Google Employee Fired for Building an Open‑Source Google Workspace CLI

Google Employee Fired for Building an Open‑Source Google Workspace CLI

A Google Engineer Was Fired for Publishing an Open‑Source Workspace CLI

The key takeaway: A Google employee was dismissed after creating a community‑driven Google Workspace command‑line interface (CLI) that gained massive attention, underscoring how corporate policies can clash with open‑source innovation and how the incident preceded Google's own announcement of an official Workspace CLI.


The CLI’s Rapid Rise Demonstrated Real Demand

  • The CLI was released as an open‑source project on GitHub and amassed thousands of stars within days.
  • It attracted many thousands of users who adopted it for automating Google Workspace tasks.
  • The project hit #1 on Hacker News, indicating strong community interest and validation of the tool’s utility.

Google’s Internal Reaction Shifted From Curiosity to Legal Scrutiny

  • Senior directors and leaders initially asked the engineer, "what can we learn from the tool?" showing early curiosity about its capabilities.
  • The legal team later intervened, questioning the use of Google’s logo and brand colors in the public repository, which violated internal branding guidelines.
  • The escalation suggests that while the tool was technically impressive, its public branding triggered compliance concerns.

The Underlying Fear Was Not the CLI Itself

  • According to the engineer, the backlash stemmed from a broader fear of disruption within the Workspace organization.
  • Leadership appeared uneasy about unauthorized agents that could change how Workspace services are accessed and automated.
  • The incident reflects a tension between internal control and external developer empowerment.

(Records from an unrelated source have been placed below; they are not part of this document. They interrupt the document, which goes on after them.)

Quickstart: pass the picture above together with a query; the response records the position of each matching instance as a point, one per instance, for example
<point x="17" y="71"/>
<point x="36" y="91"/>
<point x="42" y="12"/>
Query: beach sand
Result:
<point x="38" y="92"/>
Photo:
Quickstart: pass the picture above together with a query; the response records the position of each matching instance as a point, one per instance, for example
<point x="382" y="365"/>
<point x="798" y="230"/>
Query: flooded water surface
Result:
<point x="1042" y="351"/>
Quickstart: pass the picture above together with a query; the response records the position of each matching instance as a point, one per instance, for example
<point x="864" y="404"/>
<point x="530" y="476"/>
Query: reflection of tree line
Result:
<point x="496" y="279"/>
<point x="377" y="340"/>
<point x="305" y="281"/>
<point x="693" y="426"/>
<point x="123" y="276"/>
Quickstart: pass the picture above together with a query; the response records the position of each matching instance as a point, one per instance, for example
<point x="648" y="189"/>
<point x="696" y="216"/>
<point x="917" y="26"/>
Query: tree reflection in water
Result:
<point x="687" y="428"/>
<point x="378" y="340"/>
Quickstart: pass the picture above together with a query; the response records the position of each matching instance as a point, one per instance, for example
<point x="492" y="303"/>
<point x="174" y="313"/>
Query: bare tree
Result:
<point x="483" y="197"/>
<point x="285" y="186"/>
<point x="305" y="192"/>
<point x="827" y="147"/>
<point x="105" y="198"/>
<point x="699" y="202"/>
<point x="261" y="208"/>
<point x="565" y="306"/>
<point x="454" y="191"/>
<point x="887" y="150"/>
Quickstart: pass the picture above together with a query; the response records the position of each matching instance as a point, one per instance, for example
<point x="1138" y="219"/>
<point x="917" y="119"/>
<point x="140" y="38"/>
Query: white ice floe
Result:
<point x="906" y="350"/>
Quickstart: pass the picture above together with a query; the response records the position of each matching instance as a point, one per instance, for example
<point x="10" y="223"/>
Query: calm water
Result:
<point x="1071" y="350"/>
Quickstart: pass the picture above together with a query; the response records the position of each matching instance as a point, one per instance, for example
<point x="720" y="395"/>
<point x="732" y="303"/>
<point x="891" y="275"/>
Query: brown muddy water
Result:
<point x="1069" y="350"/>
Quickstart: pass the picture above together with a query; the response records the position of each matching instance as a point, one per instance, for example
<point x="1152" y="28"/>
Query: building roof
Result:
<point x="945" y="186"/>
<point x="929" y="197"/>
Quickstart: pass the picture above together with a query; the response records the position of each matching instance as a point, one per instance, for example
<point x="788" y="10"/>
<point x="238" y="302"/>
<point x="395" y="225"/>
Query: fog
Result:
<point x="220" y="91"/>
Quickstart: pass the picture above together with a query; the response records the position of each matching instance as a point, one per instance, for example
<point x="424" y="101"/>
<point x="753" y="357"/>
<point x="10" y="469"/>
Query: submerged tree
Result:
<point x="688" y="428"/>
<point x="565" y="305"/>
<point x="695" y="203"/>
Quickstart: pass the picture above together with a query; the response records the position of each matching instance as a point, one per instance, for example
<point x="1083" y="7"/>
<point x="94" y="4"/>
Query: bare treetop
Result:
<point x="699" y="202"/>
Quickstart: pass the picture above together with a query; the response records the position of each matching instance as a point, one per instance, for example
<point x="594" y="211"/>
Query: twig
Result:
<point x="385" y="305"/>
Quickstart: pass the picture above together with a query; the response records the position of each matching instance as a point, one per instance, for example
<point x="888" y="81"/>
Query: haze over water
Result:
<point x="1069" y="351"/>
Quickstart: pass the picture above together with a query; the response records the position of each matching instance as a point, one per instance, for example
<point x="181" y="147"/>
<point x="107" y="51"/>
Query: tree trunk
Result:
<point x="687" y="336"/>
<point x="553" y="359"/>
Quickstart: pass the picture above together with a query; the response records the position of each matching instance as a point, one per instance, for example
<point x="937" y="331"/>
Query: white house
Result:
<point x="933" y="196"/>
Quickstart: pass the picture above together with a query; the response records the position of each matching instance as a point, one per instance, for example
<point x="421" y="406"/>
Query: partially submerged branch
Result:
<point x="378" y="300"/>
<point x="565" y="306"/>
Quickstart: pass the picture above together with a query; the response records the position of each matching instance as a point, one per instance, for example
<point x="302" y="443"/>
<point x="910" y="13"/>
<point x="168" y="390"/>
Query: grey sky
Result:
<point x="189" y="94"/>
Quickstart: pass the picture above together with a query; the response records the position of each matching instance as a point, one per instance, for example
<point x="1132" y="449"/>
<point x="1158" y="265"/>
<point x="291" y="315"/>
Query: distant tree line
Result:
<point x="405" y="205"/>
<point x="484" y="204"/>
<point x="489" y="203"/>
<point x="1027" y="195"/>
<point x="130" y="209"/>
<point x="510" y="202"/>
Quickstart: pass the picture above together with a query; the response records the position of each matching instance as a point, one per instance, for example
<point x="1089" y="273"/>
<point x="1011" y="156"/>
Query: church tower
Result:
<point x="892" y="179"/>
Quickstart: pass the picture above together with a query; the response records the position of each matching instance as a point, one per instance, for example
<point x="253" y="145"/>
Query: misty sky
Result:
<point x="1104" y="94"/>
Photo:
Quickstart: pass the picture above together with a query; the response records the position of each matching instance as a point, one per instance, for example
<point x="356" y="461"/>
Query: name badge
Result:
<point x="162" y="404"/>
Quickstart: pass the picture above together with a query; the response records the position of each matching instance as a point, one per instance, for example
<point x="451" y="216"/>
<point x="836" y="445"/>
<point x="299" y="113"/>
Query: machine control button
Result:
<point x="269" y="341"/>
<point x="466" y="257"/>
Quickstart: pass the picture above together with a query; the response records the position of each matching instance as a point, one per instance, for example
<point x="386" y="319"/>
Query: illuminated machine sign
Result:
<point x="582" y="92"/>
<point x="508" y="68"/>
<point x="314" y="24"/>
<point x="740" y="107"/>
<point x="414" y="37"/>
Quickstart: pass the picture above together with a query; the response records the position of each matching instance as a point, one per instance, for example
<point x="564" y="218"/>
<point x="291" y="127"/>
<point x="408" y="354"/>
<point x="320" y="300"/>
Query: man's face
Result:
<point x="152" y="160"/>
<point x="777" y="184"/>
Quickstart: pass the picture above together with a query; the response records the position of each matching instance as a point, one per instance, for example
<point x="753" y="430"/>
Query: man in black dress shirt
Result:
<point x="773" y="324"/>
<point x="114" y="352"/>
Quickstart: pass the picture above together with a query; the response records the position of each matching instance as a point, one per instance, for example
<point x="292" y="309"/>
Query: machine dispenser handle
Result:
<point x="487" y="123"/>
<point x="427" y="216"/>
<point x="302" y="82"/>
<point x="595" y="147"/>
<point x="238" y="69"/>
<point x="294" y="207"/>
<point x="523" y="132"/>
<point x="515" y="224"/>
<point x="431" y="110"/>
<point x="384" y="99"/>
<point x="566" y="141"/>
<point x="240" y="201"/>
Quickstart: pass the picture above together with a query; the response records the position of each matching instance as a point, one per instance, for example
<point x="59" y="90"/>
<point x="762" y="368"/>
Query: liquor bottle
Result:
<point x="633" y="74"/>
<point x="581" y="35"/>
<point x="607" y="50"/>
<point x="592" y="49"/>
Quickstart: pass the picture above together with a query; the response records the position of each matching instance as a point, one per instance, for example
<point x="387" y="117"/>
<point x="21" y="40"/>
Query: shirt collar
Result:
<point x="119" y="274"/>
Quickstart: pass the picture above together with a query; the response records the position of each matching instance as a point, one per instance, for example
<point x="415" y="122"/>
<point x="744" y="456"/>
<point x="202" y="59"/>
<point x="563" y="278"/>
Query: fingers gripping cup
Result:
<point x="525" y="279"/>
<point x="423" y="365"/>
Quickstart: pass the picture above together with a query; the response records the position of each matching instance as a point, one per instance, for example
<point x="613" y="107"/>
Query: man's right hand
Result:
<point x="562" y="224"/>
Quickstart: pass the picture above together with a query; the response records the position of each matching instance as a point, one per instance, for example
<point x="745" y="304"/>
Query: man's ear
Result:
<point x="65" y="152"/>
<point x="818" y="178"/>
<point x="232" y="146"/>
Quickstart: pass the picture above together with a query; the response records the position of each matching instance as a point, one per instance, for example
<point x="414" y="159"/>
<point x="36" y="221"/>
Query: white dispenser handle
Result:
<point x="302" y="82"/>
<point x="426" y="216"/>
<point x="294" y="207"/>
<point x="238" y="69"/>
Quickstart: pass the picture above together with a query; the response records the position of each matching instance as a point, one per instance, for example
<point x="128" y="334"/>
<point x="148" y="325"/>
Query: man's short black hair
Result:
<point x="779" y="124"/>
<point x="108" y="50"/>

Timing Made the Situation Ironic

  • Two days before the termination, Google Cloud Next announced that an official Google Workspace CLI was in development.
  • The official announcement highlighted that Google recognized the market need the open‑source CLI had already proven.
  • The engineer’s firing, therefore, occurred just as Google was preparing to launch its own solution, emphasizing a disconnect between internal policy enforcement and product strategy.

Personal Impact and Reflection

  • The engineer spent nearly seven years at Google, describing the experience as “incredible” and noting strong support from teammates and a manager during the final months.
  • Publishing the story serves both as a personal healing process and as a public record of the challenges faced when navigating corporate policies while contributing to open source.

Lessons for Developers and Companies

  1. Open‑source contributions can surface unmet product needs – The rapid adoption of the CLI demonstrated a clear demand that Google later acknowledged.
  2. Branding and licensing compliance are non‑negotiable – Using corporate trademarks in public repositories can trigger legal action, regardless of the tool’s merit.
  3. Internal advocacy is crucial – Early engagement with leadership may help align unofficial projects with official roadmaps before they become contentious.
  4. Companies should anticipate community‑driven solutions – When a problem is evident, external developers may fill the gap quickly, prompting companies to act faster on official offerings.

The engineer’s account provides a rare glimpse into the friction between open‑source innovation and corporate governance, illustrating both the power of community‑driven tools and the risks employees face when navigating brand policies.